秦老爹把烟锅子往鞋底敲了敲:“刘婶子,当初给俩孩子定娃娃亲的时候,他们都不懂事。您祖孙俩来之前,我跟她娘也跟丫头提过这事儿,可淮茹不认账。她说,不能因为当年刘家救过咱家,就得搭上她一辈子。”
秦老娘从怀里摸出那块玉佩,递过去:“刘婶子,这是当初你们刘家的东西,今天还给您。从今往后,两家各走各的路。”
从秦家出来,刘阳奶奶就病倒了,眼睛也彻底看不见了。
那时候刘阳正处在叛逆期,被秦家人一激,干脆破罐子破摔。不再想着挣钱养家,反而跟着街边那帮混子到处晃荡,有时候一连几天不着家。
没过多久,刘阳奶奶从垃圾堆里捡回来个小丫头,取名小月。
刘家祖孙俩从秦家回来还不到俩月,秦淮茹就嫁给了中院的贾东旭。
刘阳奶奶知道这事儿后,气得吐了口血。
老太太一直到死,嘴里还念叨着:秦家人早就算计好了,让秦淮茹嫁进四合院,就是为了天天在她眼前晃,活活把她气死。
秦淮茹一抬眼,看见刘阳领着闺女走过来,嘴角往下撇了撇,心里冷笑:还好当初没嫁给这个废物。瞧瞧现在这德行,整个一街溜子,身边还带个捡来的野丫头,面黄肌瘦的。这爷俩怕是吃了上顿没下顿。
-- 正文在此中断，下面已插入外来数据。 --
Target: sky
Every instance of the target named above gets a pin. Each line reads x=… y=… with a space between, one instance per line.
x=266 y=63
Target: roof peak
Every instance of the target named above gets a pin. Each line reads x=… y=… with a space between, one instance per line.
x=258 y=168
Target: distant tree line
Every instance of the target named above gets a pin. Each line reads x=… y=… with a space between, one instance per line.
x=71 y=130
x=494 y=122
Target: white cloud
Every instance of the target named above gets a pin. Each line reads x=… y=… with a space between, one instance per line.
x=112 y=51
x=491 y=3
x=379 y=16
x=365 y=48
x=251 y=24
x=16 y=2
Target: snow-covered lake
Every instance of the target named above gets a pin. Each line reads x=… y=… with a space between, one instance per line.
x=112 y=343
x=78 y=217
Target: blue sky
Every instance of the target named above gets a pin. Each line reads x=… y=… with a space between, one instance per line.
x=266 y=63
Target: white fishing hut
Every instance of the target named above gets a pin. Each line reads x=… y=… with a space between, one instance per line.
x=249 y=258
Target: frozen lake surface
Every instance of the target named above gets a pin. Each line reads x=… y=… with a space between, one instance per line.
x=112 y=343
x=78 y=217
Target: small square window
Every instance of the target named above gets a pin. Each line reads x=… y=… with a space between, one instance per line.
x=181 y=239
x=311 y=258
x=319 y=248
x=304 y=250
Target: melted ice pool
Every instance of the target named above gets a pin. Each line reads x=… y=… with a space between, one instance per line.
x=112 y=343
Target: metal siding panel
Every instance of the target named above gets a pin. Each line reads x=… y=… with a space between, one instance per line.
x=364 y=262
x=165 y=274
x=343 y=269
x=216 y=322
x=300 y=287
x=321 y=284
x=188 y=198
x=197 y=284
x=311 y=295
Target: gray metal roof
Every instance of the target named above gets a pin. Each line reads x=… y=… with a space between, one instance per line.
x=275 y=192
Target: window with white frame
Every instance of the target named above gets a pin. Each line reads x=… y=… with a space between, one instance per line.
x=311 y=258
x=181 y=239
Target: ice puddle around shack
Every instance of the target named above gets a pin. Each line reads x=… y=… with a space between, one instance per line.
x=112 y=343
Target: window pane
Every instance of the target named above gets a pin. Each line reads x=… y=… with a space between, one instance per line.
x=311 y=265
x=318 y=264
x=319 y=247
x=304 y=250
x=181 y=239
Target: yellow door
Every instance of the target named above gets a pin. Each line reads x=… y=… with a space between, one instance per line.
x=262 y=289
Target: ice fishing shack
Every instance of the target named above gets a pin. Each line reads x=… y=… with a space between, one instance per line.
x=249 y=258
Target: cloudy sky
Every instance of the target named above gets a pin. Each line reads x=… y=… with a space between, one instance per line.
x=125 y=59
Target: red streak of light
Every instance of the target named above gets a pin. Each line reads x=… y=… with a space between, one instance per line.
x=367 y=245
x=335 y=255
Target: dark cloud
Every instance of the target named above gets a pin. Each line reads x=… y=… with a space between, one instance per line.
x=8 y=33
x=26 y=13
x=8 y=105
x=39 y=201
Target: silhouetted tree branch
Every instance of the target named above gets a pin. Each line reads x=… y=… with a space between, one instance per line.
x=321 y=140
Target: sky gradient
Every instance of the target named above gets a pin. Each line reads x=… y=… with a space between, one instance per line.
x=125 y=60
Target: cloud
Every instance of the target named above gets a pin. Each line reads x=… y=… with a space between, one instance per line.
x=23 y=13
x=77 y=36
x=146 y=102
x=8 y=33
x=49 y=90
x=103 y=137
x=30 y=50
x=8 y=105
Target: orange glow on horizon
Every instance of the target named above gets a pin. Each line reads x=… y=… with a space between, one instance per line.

再看看我们家东旭,厂里正宗的二级钳工,一个月挣三十八块钱。
再过个两年,老贾就能升到四级钳工,一个月挣四十五块。
贾家虽说不能顿顿吃白面,好歹一家人饿不着。每个月还能攒下来几块钱。
现在我们家,儿女双全,我在家里照顾老小。这在村里人眼里,不就是神仙日子?
刘阳那个败家玩意儿,别说在四九城想娶媳妇。
就算跑回乡下,也没哪个姑娘肯跟他。
更何况,身边还带了个不明不白的小崽子。
中院的走廊底下。
一大妈、二大妈、三大妈、贾张氏,还有院里几个女人,坐成一排,一边唠嗑一边纳鞋底。后院的聋老太太不做鞋,也拄着拐杖凑过来听热闹。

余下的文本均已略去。